I smiled sadly at him. We lay side by side on our bed, legs entwined, faces together, touching. “It came out that way, nevertheless,” I said gently. “I guess it’s the coldness. The – empty way you look at me. Like I’m not there,” I whispered. “That’s the worst part, Kirk. You acting like I’m not there.”
“Ahh, honey,” he caressed my cheek, his face tortured, “I’m so sorry for all the pain I’ve caused you. I’m so screwed up it’s not even funny.” He rolled onto his back and cupped his head in his hands and glared at the ceiling. “One thing all adult children have in common is the numbing out, the turning off of emotions. We developed it for survival purposes way back when there was nobody to parent and protect us from all the violence and abuse. It wasn’t
you
I turned off, it was the things in myself.”
He shook his head. “I know it’s hard to understand. I don’t even understand it all myself. Not yet.”
“Going to the ACOA meetings has helped me see myself in each person there. We’re like danged
clones,
Neecy. Control freaks. Chips on our shoulders.
God
! You wouldn’t believe the junk we carry from childhood. I’m only just getting an inkling of what happened to me back there when Dad raged and roared and ran us all into the woods with his car.” He swiveled his head and angled me a tormented look. “Can you imagine running for your life from your own dad?” His gaze bounced again to the ceiling. “Does things to your mind. To your trust in mankind.” He gave a soft huff of a laugh. “You were right all the time, Neecy. I
haven’t
totally trusted anybody in my life, not even God. I have this drive in me to be in control – so nobody ever victimizes me again.” He shook his head and grimaced. “It’s terrible. I hate it.”
“Well, at least you know where it’s coming from now. Kirk,” I licked my lips, determined to ask him. “I’ve had the impression that you were in love with – someone else. That was the only reason I knew that would make you turn on me so completely all this time. Were you?”
He rolled to face me, his eyes clear and intent. “
No
. Never, Neecy. That’s one thing I’m not confused about. If you don’t hear anything else, hear this: you’re the only woman I’ve ever loved. I mean that with my whole heart.”
I said nothing. Only nodded. I just – let it go. I could – in a sense – understand Kirk’s claims that traumas could play with one’s mind. I realized it would be a long, long time – if ever – before I would fully believe his words. Again, I took comfort in knowing that
he
believed them. I took comfort, too, that I still could feel compassion for him.

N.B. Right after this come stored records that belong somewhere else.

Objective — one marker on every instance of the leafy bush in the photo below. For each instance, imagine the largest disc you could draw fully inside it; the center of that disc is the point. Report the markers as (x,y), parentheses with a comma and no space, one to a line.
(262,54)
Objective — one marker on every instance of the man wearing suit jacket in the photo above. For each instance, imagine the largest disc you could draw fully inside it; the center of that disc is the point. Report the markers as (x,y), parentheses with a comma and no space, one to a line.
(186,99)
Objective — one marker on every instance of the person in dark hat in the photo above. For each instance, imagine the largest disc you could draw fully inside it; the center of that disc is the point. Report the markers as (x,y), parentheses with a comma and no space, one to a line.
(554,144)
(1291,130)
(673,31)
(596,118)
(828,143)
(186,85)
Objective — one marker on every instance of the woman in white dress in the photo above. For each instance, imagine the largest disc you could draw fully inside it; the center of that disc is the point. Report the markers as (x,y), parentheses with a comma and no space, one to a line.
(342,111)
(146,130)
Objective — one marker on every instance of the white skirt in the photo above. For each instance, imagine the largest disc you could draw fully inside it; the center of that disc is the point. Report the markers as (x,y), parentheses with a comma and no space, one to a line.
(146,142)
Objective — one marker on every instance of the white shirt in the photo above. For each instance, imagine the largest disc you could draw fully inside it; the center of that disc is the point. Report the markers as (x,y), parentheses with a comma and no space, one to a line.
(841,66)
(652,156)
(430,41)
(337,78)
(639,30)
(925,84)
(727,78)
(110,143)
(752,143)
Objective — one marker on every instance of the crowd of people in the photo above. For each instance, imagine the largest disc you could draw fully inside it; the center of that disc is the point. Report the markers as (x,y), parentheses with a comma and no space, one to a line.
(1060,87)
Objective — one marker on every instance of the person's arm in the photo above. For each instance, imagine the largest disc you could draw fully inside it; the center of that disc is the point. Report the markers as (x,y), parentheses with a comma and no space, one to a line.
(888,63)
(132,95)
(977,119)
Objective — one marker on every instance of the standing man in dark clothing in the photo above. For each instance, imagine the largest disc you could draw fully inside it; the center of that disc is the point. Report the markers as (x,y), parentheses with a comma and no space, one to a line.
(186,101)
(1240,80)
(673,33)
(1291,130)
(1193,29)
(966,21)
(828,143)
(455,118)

Another thing sustained me. I’d come through a dark, dark forest, where thorny kudzu-mazes entangled me over and over again through the years. Yet, I’d fought my way through and from them time and time again. I’d endured while my sanity prevailed and a new strength blessed me.
The old anxieties were gone. I knew that, if I had to, I could face just about anything.
“I love you, Neecy,” my husband’s arms slipped around me and our bodies meshed like warm silk.
“I love you, too, Kirk.”
Not like I once had. Not yet. But I was glad he’d stopped me from leaving. Because there was nowhere else I’d rather be than right there, in his arms. There was no one else for me. Only Kirk.